Miss Greene said that she did not know how her people felt, and Vernon again had that baffled sense of her evading him.

“I’ve felt pretty much alone in my work,” he said. “The women I know won’t talk with me about it; they won’t even read the newspapers. And I’ve tried so hard to interest them in it!”

Vernon sighed, and he waited for Miss Greene to sigh with him. He did not look at her, but he could feel her presence there close beside him. Her gloved hands lay quietly in her lap; she was gazing out over the prairies. The light winds were faintly stirring her hair, and the beauty of it, its warm red tones brought out by the burnishing sun, suddenly overwhelmed him. He stirred and his breath came hard.

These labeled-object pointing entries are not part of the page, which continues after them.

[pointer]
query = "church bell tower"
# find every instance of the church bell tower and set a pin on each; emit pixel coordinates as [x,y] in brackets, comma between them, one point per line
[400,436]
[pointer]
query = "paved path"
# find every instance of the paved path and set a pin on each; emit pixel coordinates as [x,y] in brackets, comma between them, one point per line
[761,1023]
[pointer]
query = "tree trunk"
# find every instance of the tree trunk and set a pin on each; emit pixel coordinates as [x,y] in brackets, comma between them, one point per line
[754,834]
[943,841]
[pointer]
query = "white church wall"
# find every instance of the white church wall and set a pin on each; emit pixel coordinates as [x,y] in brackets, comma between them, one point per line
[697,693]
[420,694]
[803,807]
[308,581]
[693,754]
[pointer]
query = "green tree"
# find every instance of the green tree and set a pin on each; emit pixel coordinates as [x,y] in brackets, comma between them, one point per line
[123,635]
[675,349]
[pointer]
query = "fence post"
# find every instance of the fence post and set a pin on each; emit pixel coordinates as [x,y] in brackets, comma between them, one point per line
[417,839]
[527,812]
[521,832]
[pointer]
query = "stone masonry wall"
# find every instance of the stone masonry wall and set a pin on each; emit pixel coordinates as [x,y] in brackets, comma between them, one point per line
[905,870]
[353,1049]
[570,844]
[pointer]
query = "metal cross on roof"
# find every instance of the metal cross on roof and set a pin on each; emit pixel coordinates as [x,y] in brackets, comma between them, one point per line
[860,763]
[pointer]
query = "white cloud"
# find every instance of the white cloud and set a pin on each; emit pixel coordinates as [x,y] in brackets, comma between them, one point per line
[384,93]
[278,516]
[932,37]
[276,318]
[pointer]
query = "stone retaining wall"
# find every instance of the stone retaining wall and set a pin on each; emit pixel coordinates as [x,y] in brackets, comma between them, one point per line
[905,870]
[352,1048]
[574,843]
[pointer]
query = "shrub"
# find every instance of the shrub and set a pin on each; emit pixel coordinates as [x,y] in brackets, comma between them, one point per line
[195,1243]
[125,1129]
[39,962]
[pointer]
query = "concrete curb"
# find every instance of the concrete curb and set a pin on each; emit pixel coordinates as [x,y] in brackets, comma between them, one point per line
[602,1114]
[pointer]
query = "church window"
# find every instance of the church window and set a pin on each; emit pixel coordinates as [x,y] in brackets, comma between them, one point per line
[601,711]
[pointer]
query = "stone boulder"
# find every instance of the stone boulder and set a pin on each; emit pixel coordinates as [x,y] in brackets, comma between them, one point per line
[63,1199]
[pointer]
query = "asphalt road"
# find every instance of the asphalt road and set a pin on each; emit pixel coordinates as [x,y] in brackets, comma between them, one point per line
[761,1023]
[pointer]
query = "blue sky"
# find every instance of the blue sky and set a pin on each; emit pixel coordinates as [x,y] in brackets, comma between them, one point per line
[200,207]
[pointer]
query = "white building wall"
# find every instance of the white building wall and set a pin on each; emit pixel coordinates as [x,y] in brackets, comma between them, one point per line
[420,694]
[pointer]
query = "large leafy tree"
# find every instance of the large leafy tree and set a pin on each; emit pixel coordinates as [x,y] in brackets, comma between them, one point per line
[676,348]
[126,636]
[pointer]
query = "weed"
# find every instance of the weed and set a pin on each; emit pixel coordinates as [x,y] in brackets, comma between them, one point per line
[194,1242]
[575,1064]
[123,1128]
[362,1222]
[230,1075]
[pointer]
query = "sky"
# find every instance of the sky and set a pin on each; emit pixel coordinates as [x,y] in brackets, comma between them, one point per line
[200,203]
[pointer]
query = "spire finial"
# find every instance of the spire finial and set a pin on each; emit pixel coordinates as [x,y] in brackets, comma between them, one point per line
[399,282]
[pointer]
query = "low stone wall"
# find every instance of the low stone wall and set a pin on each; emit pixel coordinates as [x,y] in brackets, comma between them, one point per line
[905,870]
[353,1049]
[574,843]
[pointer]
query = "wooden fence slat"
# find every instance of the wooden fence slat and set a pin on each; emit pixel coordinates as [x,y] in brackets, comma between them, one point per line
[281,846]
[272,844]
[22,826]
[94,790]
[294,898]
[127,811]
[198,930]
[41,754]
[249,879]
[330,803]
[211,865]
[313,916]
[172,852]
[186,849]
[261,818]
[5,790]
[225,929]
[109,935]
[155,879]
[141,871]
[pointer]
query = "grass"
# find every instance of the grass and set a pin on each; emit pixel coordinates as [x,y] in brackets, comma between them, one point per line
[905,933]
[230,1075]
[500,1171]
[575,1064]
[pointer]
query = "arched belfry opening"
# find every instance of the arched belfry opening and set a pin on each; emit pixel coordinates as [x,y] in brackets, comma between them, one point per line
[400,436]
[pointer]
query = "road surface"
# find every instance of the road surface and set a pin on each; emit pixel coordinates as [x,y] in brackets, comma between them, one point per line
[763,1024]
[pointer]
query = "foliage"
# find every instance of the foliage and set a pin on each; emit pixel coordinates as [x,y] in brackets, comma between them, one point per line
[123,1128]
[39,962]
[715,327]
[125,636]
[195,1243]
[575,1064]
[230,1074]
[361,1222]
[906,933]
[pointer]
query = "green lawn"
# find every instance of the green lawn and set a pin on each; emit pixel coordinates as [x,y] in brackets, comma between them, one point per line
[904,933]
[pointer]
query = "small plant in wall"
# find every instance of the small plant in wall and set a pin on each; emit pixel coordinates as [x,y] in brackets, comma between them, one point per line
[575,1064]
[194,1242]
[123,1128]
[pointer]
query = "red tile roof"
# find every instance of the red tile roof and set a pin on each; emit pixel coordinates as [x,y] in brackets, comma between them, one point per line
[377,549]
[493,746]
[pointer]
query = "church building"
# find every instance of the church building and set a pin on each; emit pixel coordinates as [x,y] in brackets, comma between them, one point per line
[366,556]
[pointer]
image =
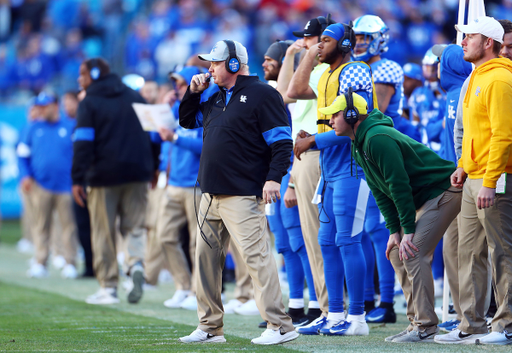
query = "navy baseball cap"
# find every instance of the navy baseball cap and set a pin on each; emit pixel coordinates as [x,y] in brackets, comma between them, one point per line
[44,99]
[314,27]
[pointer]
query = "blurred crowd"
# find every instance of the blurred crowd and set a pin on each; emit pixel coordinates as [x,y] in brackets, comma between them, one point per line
[43,42]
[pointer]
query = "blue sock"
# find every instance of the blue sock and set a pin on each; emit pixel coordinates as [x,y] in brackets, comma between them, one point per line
[437,262]
[355,270]
[333,270]
[369,255]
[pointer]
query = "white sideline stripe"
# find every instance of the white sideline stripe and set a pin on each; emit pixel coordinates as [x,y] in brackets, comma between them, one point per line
[362,202]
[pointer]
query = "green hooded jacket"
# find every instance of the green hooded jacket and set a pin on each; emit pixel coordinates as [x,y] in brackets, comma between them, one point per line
[402,173]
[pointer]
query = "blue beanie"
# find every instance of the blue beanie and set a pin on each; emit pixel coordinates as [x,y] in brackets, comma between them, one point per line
[336,31]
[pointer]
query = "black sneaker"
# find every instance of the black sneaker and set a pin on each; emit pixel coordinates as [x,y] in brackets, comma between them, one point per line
[384,313]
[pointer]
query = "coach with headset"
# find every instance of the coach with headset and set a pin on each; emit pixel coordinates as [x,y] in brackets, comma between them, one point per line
[411,185]
[246,152]
[115,158]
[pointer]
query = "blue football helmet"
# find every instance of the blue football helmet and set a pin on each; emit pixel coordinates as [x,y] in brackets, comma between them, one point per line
[376,37]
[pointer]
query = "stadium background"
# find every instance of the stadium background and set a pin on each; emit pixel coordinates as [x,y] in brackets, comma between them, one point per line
[43,42]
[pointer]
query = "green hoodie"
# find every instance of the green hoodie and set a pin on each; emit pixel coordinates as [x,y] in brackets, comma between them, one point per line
[403,174]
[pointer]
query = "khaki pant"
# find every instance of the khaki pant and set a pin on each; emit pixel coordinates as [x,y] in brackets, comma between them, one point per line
[243,287]
[154,260]
[242,217]
[45,202]
[305,174]
[105,203]
[482,231]
[451,262]
[176,210]
[27,218]
[415,274]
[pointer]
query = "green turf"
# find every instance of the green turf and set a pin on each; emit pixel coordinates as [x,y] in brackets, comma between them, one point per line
[32,320]
[10,231]
[50,315]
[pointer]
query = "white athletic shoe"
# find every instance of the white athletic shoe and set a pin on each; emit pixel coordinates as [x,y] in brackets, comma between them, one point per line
[199,336]
[500,338]
[248,308]
[416,336]
[104,296]
[458,337]
[69,271]
[190,303]
[59,262]
[127,285]
[176,300]
[270,336]
[137,274]
[230,307]
[149,287]
[37,270]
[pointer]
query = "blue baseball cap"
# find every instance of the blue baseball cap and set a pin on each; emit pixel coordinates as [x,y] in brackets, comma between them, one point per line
[44,99]
[336,31]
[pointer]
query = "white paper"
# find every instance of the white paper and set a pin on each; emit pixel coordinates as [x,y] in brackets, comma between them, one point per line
[501,184]
[154,116]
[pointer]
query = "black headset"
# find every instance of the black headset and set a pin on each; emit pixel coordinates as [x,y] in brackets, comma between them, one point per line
[232,62]
[95,71]
[350,114]
[348,41]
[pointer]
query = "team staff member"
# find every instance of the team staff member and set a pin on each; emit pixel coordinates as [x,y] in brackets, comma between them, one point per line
[246,152]
[115,158]
[486,161]
[404,176]
[45,155]
[305,172]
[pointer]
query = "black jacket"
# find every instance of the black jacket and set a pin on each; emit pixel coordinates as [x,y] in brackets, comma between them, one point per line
[110,146]
[245,143]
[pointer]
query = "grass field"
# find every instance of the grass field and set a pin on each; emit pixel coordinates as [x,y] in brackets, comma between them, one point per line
[51,315]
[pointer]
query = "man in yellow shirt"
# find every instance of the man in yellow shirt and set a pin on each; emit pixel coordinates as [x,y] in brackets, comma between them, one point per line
[486,214]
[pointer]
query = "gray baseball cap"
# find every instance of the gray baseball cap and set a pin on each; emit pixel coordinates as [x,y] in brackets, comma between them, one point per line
[220,52]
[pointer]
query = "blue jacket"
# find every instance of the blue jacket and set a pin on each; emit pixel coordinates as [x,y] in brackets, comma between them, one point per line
[454,70]
[45,153]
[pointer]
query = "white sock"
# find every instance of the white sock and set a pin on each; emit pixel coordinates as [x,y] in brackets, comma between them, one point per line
[297,303]
[313,304]
[360,318]
[337,317]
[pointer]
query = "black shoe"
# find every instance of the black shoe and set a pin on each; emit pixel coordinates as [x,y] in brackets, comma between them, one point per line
[384,313]
[298,316]
[314,314]
[369,305]
[86,275]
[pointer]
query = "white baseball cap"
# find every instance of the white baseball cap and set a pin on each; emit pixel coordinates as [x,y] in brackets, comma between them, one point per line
[220,52]
[484,25]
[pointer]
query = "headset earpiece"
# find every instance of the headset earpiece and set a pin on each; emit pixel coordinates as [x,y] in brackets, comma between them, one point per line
[95,71]
[350,114]
[232,62]
[347,42]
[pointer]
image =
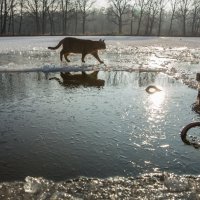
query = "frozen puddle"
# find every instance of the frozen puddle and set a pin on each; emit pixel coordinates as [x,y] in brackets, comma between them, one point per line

“Do you know,” he said, in a new confidence, “that this has been a great day for me? To meet you, and to know you as I think I do know you now! This morning, when I was speaking, I felt that with you to help me, I could do great things.”

Miss Greene drew in her lips, as if to compress their fullness; she moved away on the seat, and raised her hand uneasily and thrust it under her veil to put back a tress of hair that had strayed from its fastening. Vernon saw the flush of her white cheeks come and go. Her eyebrows were drawn together wistfully, and in her blue eyes, that looked far away through the meshes of her dotted veil, there was a little cloud of trouble. She caught her lip delicately between the edges of her teeth. Vernon leaned slightly forward as if he would peer into her face. For him the day had grown suddenly hot, the spring had developed on the instant the oppressive heat of summer. He felt its fire; he could see its intensity vibrating in the air all about him, and he had a sense as of all the summer’s voices droning in unison. The reins drooped from his listless fingers; the horse moped along as it pleased.